Effect of repaglinide and gliclazide on postprandial control of endogenous glucose production

The effect of repaglinide and gliclazide on postmeal suppression of endogenous glucose production (EGP) has been studied using a variable-rate tracer methodology. Groups of age-, sex-, and weight-matched type 2 diabetic subjects randomized to gliclazide or repaglinide were studied after ingesting a standard mixed meal (550 kcal; 67% carbohydrate, 19% fat, 14% protein).

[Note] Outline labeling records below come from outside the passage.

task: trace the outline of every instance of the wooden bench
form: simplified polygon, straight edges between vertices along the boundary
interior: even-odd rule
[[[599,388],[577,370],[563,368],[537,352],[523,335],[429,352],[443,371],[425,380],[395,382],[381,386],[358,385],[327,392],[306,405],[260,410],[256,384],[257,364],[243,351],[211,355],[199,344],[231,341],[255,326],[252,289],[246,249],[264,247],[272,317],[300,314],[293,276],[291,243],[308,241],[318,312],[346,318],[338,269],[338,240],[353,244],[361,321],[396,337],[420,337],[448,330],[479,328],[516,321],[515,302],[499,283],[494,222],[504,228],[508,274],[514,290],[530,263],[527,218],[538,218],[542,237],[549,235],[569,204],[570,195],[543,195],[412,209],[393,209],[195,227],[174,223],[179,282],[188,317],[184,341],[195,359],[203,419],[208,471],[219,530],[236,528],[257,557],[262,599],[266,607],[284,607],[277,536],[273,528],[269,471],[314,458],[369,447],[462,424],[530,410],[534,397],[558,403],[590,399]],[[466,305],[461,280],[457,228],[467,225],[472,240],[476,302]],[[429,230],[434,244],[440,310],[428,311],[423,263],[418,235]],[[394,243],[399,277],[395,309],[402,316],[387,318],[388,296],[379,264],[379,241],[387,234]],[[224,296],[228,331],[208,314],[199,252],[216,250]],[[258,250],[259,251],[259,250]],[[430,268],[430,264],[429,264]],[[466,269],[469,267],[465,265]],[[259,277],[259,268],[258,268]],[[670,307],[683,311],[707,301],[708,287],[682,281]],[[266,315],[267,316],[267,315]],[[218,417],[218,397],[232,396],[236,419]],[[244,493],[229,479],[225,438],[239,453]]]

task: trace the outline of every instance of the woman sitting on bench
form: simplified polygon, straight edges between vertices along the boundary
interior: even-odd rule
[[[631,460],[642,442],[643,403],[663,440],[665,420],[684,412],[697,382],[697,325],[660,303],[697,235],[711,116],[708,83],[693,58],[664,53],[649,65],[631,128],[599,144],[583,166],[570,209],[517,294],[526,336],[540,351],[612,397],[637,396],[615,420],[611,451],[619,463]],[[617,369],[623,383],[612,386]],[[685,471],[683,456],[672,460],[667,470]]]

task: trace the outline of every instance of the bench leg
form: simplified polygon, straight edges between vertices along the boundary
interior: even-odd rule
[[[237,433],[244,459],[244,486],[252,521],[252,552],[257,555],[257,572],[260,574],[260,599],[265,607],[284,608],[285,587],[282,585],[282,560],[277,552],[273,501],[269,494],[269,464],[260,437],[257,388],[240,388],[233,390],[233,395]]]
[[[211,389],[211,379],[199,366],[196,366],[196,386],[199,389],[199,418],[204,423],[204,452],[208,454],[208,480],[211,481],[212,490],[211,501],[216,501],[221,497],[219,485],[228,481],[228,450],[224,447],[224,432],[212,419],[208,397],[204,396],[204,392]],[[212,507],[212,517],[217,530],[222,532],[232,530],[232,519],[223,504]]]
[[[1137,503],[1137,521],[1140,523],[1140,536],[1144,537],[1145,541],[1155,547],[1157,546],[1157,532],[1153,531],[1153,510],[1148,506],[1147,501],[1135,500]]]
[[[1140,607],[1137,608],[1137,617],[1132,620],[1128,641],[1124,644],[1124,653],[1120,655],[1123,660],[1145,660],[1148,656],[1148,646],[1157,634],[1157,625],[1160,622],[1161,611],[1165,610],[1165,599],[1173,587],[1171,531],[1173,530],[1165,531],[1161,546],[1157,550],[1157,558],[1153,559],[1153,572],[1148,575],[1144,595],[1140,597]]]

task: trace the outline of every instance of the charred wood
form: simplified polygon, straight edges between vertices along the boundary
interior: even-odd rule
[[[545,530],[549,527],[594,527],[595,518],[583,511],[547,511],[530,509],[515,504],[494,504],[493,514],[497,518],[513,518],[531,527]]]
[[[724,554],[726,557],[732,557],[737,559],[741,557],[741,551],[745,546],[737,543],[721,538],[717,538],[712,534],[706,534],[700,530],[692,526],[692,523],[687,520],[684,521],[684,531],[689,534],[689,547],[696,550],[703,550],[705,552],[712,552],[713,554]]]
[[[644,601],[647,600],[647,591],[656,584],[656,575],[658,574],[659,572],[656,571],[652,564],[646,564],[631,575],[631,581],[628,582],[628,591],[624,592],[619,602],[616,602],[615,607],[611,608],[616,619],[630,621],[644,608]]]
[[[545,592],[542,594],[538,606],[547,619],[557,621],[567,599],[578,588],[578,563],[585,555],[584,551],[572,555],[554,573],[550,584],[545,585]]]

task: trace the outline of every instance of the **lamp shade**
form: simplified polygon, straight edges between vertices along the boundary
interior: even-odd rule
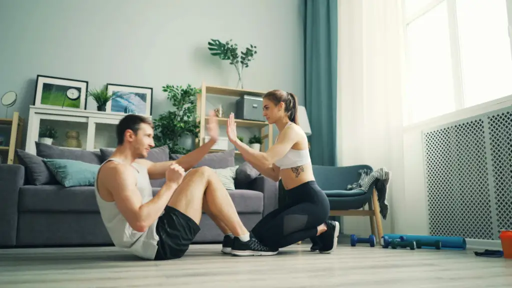
[[[298,116],[298,126],[302,128],[306,136],[311,135],[311,128],[309,126],[309,120],[308,119],[308,114],[306,113],[306,107],[299,106],[297,115]]]

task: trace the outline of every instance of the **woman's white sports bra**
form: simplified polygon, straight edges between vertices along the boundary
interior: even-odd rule
[[[289,122],[286,125],[291,124],[291,122]],[[275,139],[277,140],[277,138]],[[285,156],[280,159],[275,160],[275,166],[279,167],[281,169],[291,168],[296,167],[301,165],[308,164],[311,161],[311,159],[309,156],[309,150],[296,150],[290,149],[290,150],[285,154]]]

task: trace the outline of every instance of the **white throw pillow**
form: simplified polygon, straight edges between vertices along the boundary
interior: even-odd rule
[[[212,169],[219,176],[221,183],[226,190],[234,190],[234,178],[237,175],[238,166],[220,169]]]

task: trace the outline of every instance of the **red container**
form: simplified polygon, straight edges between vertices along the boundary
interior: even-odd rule
[[[503,250],[503,257],[512,259],[512,230],[501,230],[500,232],[501,248]]]

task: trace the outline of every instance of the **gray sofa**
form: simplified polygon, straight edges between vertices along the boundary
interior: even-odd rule
[[[43,167],[34,163],[52,157],[76,160],[78,152],[36,144],[37,155],[18,151],[20,164],[0,165],[0,246],[112,245],[101,221],[93,187],[66,188],[51,179],[47,179],[46,183],[41,183],[41,171],[37,169]],[[51,153],[49,153],[49,150]],[[101,161],[103,160],[102,154],[105,153],[96,152],[94,156]],[[80,156],[82,159],[84,155]],[[181,155],[172,156],[177,159]],[[165,160],[163,158],[159,160]],[[219,165],[234,166],[234,152],[208,154],[196,167],[221,169]],[[236,190],[228,191],[242,222],[249,230],[263,216],[276,209],[278,203],[278,184],[255,173],[247,163],[241,166],[234,179]],[[42,178],[51,176],[44,175]],[[154,194],[163,183],[162,180],[152,180]],[[200,227],[201,230],[195,243],[222,241],[222,232],[207,215],[203,214]]]

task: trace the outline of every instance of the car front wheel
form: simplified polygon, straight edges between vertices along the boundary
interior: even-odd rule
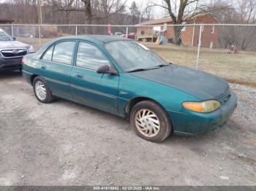
[[[40,77],[37,77],[33,81],[34,93],[37,100],[42,103],[50,103],[53,96],[47,86],[45,81]]]
[[[132,109],[130,124],[137,135],[153,142],[161,142],[170,135],[172,125],[169,116],[159,104],[143,101]]]

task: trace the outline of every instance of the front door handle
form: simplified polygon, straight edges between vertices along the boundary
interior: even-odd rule
[[[80,79],[83,79],[83,76],[81,75],[81,74],[75,74],[75,77],[76,78],[80,78]]]

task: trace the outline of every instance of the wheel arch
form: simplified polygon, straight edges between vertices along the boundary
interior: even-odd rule
[[[143,101],[145,101],[145,100],[154,101],[156,104],[157,104],[158,105],[159,105],[163,109],[165,110],[165,107],[161,104],[159,104],[158,101],[157,101],[152,98],[148,98],[148,97],[138,96],[138,97],[135,97],[135,98],[130,99],[128,101],[128,103],[127,104],[127,105],[125,106],[125,112],[127,114],[127,118],[129,117],[129,114],[130,114],[130,112],[132,111],[132,109],[135,105],[136,105],[138,103]]]
[[[33,85],[33,82],[34,82],[34,79],[38,77],[39,75],[37,74],[33,74],[31,75],[31,77],[30,77],[30,82],[31,82],[31,85]]]

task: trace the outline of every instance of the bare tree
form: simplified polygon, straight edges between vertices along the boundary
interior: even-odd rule
[[[150,7],[158,6],[167,11],[174,26],[176,43],[179,44],[183,22],[190,20],[200,13],[208,12],[212,9],[206,1],[200,0],[162,0],[162,4],[151,1]]]

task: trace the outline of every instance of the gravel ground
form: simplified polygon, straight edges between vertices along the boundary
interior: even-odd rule
[[[222,128],[161,144],[127,121],[59,99],[39,103],[17,72],[0,74],[0,185],[256,185],[256,89]]]

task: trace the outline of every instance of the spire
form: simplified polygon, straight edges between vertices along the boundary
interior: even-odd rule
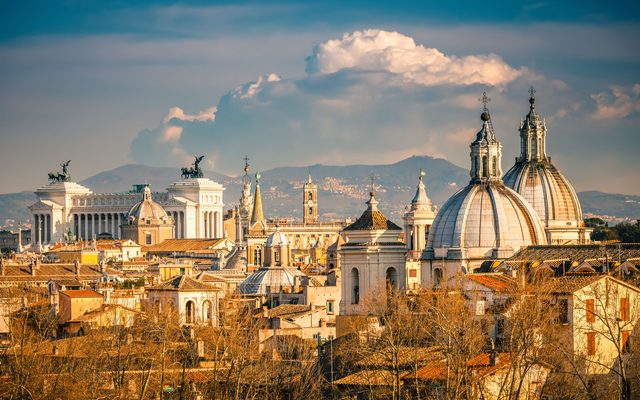
[[[262,195],[260,194],[260,173],[256,174],[256,191],[253,196],[253,212],[251,213],[251,225],[256,222],[264,223],[264,213],[262,212]]]
[[[372,190],[369,192],[369,201],[365,203],[367,211],[378,211],[378,200],[376,200],[376,193]]]
[[[427,188],[424,184],[424,177],[426,173],[420,168],[420,175],[418,176],[418,186],[416,188],[416,195],[411,200],[411,209],[417,210],[418,208],[429,207],[431,208],[431,200],[427,196]]]
[[[518,161],[547,160],[547,127],[536,111],[536,90],[529,89],[529,113],[520,123],[520,157]]]
[[[487,103],[491,101],[487,93],[483,92],[479,99],[482,104],[482,128],[471,142],[471,182],[486,182],[500,180],[502,177],[502,145],[496,139],[491,123],[491,114]]]
[[[143,189],[142,200],[143,201],[151,200],[151,188],[149,188],[149,185],[147,185],[146,183],[145,183],[144,189]]]

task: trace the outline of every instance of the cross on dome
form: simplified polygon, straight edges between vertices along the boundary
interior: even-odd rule
[[[489,96],[487,96],[487,92],[482,92],[482,97],[480,97],[478,101],[480,101],[483,104],[482,109],[484,111],[489,111],[489,109],[487,108],[487,104],[489,104],[491,99],[489,98]]]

Plasma glucose profiles were similar in each group and markedly different from that of a nondiabetic control group. Endogenous glucose production was similar basally (3.01 ± 0.30 vs 3.06 ± 0.19 mg/kg per minute, gliclazide and repaglinide, respectively). After glucose ingestion, EGP declined rapidly in both the groups until 30 minutes and the greatest suppression was reached earlier in the repaglinide group [0.88 mg/kg per minute at 120 minutes vs 0.77 mg/kg per minute at 210 minutes in gliclazide group (P < .05); median time, 85 vs 195 minutes, respectively (P < .05)]. The area under the curve (30-150) for EGP was significantly greater in the gliclazide group than in the nondiabetic control group (109 ± 11 vs 198 ± 22 mg/kg per min2; P > .02) but not significantly different in the repaglinide group (153 ± 25 mg/kg per min2; P = .17). Repaglinide has minimal physiological advantage over gliclazide, but both therapies for type 2 diabetes fall far short of correcting the endocrine and metabolic abnormalities.